Eine Kernbotschaft seines Vortrags lautete, dass „wir Menschen durch unser politisches, ökonomisches und gesellschaftliches Tun für den Klimawandel verantwortlich sind und nur wir die Folgeprobleme auch lösen können“. Der Politik komme dabei eine entscheidende Rolle zu.
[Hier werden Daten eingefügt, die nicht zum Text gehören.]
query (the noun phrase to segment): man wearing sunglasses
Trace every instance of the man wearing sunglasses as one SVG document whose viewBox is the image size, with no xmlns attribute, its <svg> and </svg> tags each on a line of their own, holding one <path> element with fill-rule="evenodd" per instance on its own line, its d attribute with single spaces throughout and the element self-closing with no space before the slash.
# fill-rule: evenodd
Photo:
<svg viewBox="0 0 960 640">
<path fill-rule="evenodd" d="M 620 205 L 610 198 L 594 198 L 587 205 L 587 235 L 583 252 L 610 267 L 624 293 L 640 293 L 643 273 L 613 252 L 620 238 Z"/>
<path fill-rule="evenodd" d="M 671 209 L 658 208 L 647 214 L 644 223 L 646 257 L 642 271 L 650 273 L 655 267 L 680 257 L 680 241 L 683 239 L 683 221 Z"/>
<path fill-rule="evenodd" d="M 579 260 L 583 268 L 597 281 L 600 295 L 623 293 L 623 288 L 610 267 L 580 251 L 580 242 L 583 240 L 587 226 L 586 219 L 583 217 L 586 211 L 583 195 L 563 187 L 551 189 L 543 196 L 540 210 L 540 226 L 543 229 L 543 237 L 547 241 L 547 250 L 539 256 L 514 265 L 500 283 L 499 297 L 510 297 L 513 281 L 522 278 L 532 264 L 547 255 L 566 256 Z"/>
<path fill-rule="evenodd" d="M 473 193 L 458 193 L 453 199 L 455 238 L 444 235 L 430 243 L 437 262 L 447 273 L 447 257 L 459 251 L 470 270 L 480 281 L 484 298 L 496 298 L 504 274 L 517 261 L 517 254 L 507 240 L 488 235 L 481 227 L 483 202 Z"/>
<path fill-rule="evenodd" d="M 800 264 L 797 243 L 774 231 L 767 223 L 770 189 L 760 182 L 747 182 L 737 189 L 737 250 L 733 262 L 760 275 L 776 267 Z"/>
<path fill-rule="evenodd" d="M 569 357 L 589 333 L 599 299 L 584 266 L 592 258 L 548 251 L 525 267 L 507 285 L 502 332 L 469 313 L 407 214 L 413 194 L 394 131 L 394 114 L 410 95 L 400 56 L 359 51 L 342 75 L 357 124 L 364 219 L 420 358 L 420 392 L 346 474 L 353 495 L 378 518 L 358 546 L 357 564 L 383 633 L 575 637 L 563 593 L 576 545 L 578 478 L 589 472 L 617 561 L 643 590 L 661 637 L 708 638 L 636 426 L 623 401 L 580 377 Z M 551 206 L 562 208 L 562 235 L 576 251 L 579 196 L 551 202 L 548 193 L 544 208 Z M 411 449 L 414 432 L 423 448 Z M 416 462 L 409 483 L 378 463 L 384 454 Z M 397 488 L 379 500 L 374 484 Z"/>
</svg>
Doch nach der Phase des schnellen Lernens und Umsetzens in den zwei Jahrzehnten von 1971 bis 1992 hätten sich die USA unter dem Einfluss ökonomischer Interessen vom Führer in der Ozonpolitik zum Bremser der Klimapolitik gewandelt.

Auch Bundeskanzlerin Merkel, die in den beiden großen Koalitionen als Vorreiterin des Klimaschutzes galt, habe es im Wahlkampf 2017 vermieden, ökologische Zukunftsfragen anzusprechen. Dabei mahnten auch Institutionen wie die europäische Kirchen die „Verantwortung für die Schöpfung“ an. Doch von einstmals rechtlich bindenden Verpflichtungen, die bei Klimakonferenzen in der Vergangenheit ausgehandelt wurden, sind die Resultate der aktuelleren Zusammenkünfte zumeist nur noch als Absichtserklärungen formuliert. Der Klimawandel ist aber, so Brauch, mitverantwortlich für blutige Kriege und damit einer oft einhergehenden Massenmigration besonders im globalisierten Süden.

Brauch schlägt deshalb auf kommunaler Ebene „die Einsetzung eines lokalen Beratungsgremiums aus Vertretern der Wirtschaft, Wissenschaft, des Bildungssektors und der Gesellschaft sowie der Politik“ vor, um die Diskussion über „eine ökologische Transformation der Industriegesellschaft in Gang zu setzen“.